A presença havaiana se destacava em vários momentos do Festival. O país com o maior número de participantes era o Brasil, com cerca de mil, mas só do Havaí tinha quase o mesmo número e ainda fretaram dois aviões. Pergunto-me o que causa tanta identificação e proximidade entre esses dois povos.

Quando o presidente da época do jornal Hawaii Pacific Press, Kazuo Nakamine, relatou no fórum internacional “Comunidades de imigrantes vistas por jornalista da imprensa nikkei em país estrangeiro” que “a percentagem de descendentes e japoneses na população total do Havaí caiu para 28%”, fiquei desacreditado.

Então perguntei “quanto era a porcentagem na época do auge” e ele respondeu que “quando eclodiu a Guerra do Pacífico, os nikkeis constituíam 44% da população total do Havaí, praticamente a metade”. Sem dúvidas era o grupo étnico dominante, e ainda hoje representa um terço da população. Possivelmente, o governador do Havaí já reconhecia os okinawanos como a comunidade central dentro deste grupo étnico dominante e por isso fez questão de participar deste Festival.

Se assim for, podemos pensar em formas de lutar em conjunto com eles. O “problema da base” não é só do Okinawa, mas também atinge os povos de dentro dos EUA, como os de Havaí e de Guam. Poderíamos juntar com os próprios americanos para protestar contra Casa Branca. Seria uma grande ajuda se conseguíssemos que os uchinanchus americanos atuassem como lobista e/ou coordenador deste processo.
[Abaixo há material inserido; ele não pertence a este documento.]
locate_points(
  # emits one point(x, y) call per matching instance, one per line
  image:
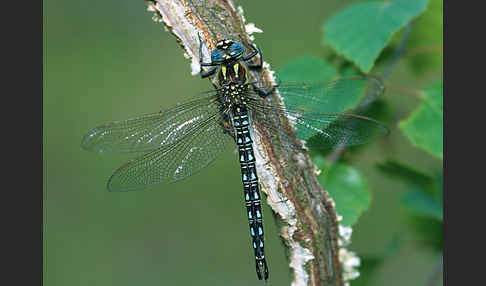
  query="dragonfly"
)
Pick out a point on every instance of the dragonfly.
point(177, 142)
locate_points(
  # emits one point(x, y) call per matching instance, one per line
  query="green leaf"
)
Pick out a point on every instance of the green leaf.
point(361, 31)
point(426, 39)
point(420, 203)
point(307, 69)
point(424, 126)
point(406, 173)
point(332, 96)
point(346, 187)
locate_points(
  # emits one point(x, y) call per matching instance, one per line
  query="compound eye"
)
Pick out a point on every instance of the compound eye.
point(217, 56)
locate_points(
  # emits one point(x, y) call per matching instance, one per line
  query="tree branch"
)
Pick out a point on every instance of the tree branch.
point(302, 208)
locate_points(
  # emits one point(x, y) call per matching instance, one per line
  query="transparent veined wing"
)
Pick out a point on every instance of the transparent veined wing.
point(199, 147)
point(322, 111)
point(151, 131)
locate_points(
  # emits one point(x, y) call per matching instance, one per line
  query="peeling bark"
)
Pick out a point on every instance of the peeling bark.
point(302, 208)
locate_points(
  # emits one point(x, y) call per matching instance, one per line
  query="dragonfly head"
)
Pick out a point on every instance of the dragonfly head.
point(227, 51)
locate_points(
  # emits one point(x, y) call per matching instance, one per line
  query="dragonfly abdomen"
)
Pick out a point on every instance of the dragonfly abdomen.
point(251, 190)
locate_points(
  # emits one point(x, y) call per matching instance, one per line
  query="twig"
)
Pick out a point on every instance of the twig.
point(307, 217)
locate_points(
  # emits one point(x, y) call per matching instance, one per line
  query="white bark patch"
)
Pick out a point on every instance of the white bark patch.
point(174, 16)
point(349, 260)
point(299, 258)
point(285, 209)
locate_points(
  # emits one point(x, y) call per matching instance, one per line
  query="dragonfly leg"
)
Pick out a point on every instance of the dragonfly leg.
point(256, 51)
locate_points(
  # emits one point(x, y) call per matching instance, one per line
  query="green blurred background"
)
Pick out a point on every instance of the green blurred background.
point(107, 60)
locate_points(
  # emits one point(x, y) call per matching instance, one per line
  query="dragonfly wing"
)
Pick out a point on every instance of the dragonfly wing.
point(175, 161)
point(316, 109)
point(335, 96)
point(151, 131)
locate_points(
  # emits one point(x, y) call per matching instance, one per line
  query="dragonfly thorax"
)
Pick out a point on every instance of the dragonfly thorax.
point(233, 95)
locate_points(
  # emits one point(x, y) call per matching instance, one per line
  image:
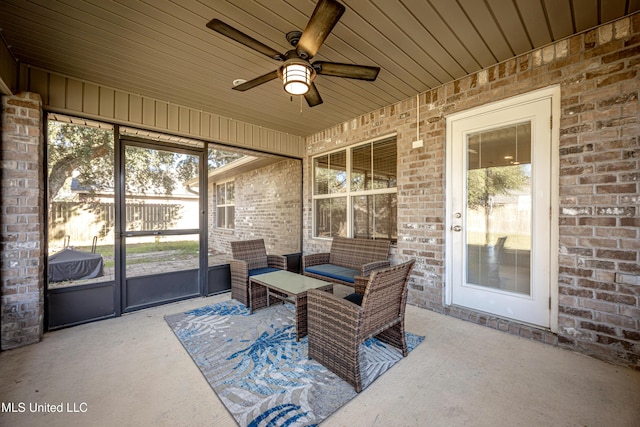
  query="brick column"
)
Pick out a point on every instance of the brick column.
point(22, 221)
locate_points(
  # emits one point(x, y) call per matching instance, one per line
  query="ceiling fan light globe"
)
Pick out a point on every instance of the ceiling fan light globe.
point(296, 78)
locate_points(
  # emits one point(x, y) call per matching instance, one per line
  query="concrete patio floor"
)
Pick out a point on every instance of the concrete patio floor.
point(132, 371)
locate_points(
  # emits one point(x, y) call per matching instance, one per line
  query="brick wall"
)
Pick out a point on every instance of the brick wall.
point(599, 222)
point(267, 206)
point(22, 284)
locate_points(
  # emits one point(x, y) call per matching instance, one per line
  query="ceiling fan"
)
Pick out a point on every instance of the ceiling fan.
point(297, 72)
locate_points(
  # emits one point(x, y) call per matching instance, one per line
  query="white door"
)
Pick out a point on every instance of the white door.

Show de abertura do 5º Festival Mundial Uchinanchu (Cred. Arquivo Masayuki Fukasawa)

E de fato, de acordo com um artigo publicado no site do Ryukyu Shimpo, no dia 17 de setembro de 2015, o Conselho Municipal de Berkeley, em Califórnia, aprovou por unanimidade uma resolução contra a construção da nova base em Henoko, solidarizando-se com o povo de Okinawa, na noite de 15 de setembro.

Vale lembrar ainda que em 2018, Robert Kajiwara, um nipo-americano de quarta geração residente no Havaí, coletou mais de 160 mil assinaturas para uma petição entregue a Casa Branca manifestando a oposição a construção da nova base em Henoko.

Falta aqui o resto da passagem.